I’m a big fan of Catherynne Valente (go read her Fairytale series, do it!) and Six-Gun Snow White does not disappoint. In this Wild West retelling of Snow White, Snow is a mixed race gunslinger.
Here’s the summary from the Subterranean Press:
A plain-spoken, appealing narrator relates the history of her parents—a Nevada silver baron who forced the Crow people to give up one of their most beautiful daughters, Gun That Sings, in marriage to him. With her mother’s death in childbirth, so begins a heroine’s tale equal parts heartbreak and strength. This girl has been born into a world with no place for a half-native, half-white child. After being hidden for years, a very wicked stepmother finally gifts her with the name Snow White, referring to the pale skin she will never have. Filled with fascinating glimpses through the fabled looking glass and a close-up look at hard living in the gritty gun-slinging West, readers will be enchanted by this story at once familiar and entirely new.
So that’s pretty great, and what really sold me is how Valente structures the book–the first half is told by Snow White about her situation, the ranch she lives on with Mr. H, her father. The arrival of a new Mrs. H. The racism, the abuse, the sexism, as witnessed and experienced by a child. And then, halfway through, Snow White “stops telling a story about other folk and starts being in a story other folk tell.” She grabs the narrative, steals a horse, and makes her own story. The structure of the chapters, the titles that hearken to Native American rather than European lore. The Dwarves are hiding in there too, and the huntsman, and her Appaloosa is called Charming. “Who’s the fairest one of all” is twisted and turned and becomes something new:
I heard a lot of talk speculating on whether myself of Mrs. H was the more handsome. It’s plain foolishness.
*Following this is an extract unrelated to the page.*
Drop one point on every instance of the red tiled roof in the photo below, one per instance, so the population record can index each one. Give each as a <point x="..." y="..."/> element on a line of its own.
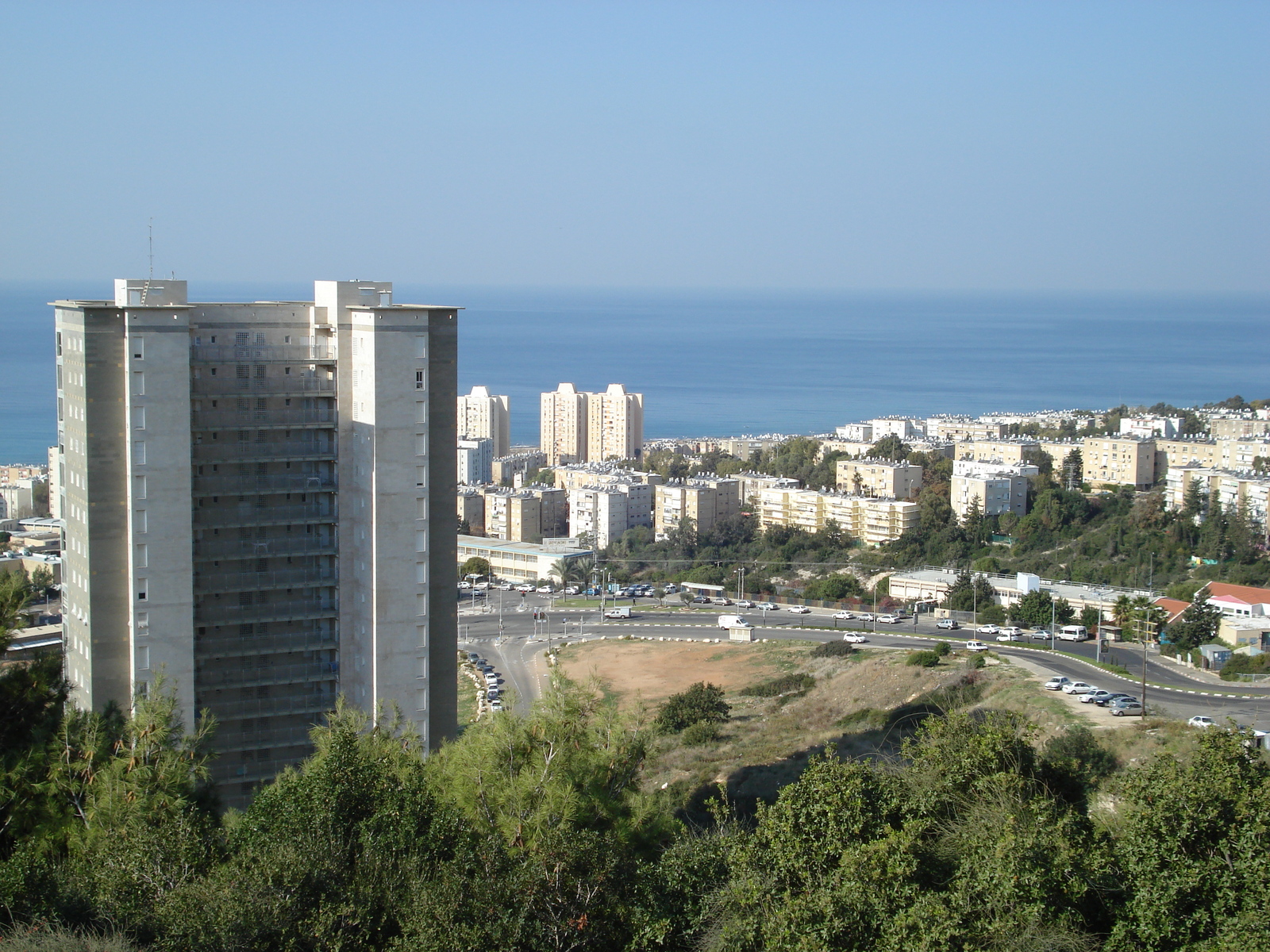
<point x="1242" y="593"/>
Everybody knows no half-breed cowgirl can be as beautiful as a rich white lady. Where’s your head at?
There’s a lot going on in this short novella, about love and magic and abuse and racism and mothers, and about what it means to be a lady, or be beautiful, and how beauty is a trap, or a power, or imagined, or all three.
She put jasper-and-pearl combs in my hair and yanked them so tight, I cried—There, now you’re a lady, she said, and I did not know if the comb or the tears did it.
Now that I’m writing this review, I like this book even more. 5/5, would read again.